Jonathan stuttered. “I- I ordered the Brotherhood troops to bring her to the mothership. They escaped on the Firebrand. They should have docked with the vessel hours ago.”
Duhrnan faced us, frowning absently. “I don’t know what happened to them.” He paused, looking at his hands.
I was expecting him to say more, when suddenly, the door behind us opened. The scarred valicorr stepped forward, and kneeled before Duhrnan, who gazed down at it with disdain.
“Why the interruption?” Duhrnan asked impatiently.
The scarred one replied in a hoarse voice. As it spoke, Duhrnan stomped towards the valicorr, his cape flowing behind him. “My Emperor, Duhrnan… I do not know how-”
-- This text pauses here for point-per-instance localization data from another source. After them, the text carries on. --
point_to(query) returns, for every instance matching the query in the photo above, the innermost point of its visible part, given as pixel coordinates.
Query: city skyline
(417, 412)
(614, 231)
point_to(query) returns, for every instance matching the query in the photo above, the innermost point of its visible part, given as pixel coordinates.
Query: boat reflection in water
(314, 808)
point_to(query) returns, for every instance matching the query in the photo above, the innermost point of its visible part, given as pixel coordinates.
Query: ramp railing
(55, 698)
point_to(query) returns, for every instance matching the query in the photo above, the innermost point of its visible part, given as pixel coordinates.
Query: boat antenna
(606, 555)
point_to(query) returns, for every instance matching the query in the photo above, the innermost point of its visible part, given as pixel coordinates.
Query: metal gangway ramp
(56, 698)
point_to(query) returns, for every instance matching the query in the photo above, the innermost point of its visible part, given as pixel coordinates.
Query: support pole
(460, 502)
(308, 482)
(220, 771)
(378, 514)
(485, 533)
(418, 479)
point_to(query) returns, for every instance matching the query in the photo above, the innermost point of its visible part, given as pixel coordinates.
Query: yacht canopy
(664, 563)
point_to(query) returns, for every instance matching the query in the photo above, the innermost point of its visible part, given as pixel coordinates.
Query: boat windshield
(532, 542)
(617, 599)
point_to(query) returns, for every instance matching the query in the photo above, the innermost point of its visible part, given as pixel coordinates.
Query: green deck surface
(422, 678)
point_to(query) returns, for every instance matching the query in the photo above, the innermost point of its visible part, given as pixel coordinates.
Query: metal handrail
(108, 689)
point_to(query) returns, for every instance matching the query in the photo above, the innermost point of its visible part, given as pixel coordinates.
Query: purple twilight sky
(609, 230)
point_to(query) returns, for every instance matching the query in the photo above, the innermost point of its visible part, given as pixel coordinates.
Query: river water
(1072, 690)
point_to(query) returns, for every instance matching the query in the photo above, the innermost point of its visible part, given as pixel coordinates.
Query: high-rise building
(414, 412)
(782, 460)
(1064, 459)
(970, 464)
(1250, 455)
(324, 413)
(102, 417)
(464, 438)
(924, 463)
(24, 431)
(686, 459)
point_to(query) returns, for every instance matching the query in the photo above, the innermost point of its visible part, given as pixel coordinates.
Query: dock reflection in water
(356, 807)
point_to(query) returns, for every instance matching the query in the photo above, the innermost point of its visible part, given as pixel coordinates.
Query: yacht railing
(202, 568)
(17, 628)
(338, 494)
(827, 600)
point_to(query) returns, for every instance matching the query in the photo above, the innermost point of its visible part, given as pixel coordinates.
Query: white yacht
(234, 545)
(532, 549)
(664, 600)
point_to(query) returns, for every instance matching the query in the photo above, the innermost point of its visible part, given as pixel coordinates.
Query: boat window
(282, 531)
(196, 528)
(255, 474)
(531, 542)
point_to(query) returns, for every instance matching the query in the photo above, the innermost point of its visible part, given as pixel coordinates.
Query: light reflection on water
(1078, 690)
He bent over, and picked it up by the throat with his top two hands. He bared his teeth. “What. Do. You. Want?” It choked and coughed. I winced, unable to look away.
“A- A-” The valicorr struggled to speak. It almost looked like their three eyes were going to pop out. “Aszzt-”
“What is it?” Duhrnan whispered intensely, shaking the valicorr. “What is it?” His voice was like a whip.
At last, it coughed out a response. “Astraloth. Astraloth!”
Astraloth?! I leaned forward, restrained by the chair, ears raised in anticipation.
Duhrnan paused, then dropped the valicorr to the ground. It scrambled onto its clawed feet.
“What about it?” Duhrnan growled.
“Astraloth...” the valicorr began, “Astraloth exists!”
Silence seeped into the room. Only the vibration of the ship could be heard.
“What?” I said. My mind was racing. “What do you mean?! Astraloth-”
“Quiet!” Duhrnan cried. Pain shot up from my cheek. His hand smacked me across the face. Blood dripped down my mandibles. My heart was racing.
Duhrnan turned to the valicorr. “That is impossible,” he said. “I destroyed it. With the Shade Beam.” He chuckled, then thrust his hands out triumphantly. “It vanished before the eyes of the galaxy!”
The valicorr was motionless. “Yes,” it said bluntly. “But the planet reappeared. Astraloth exists!”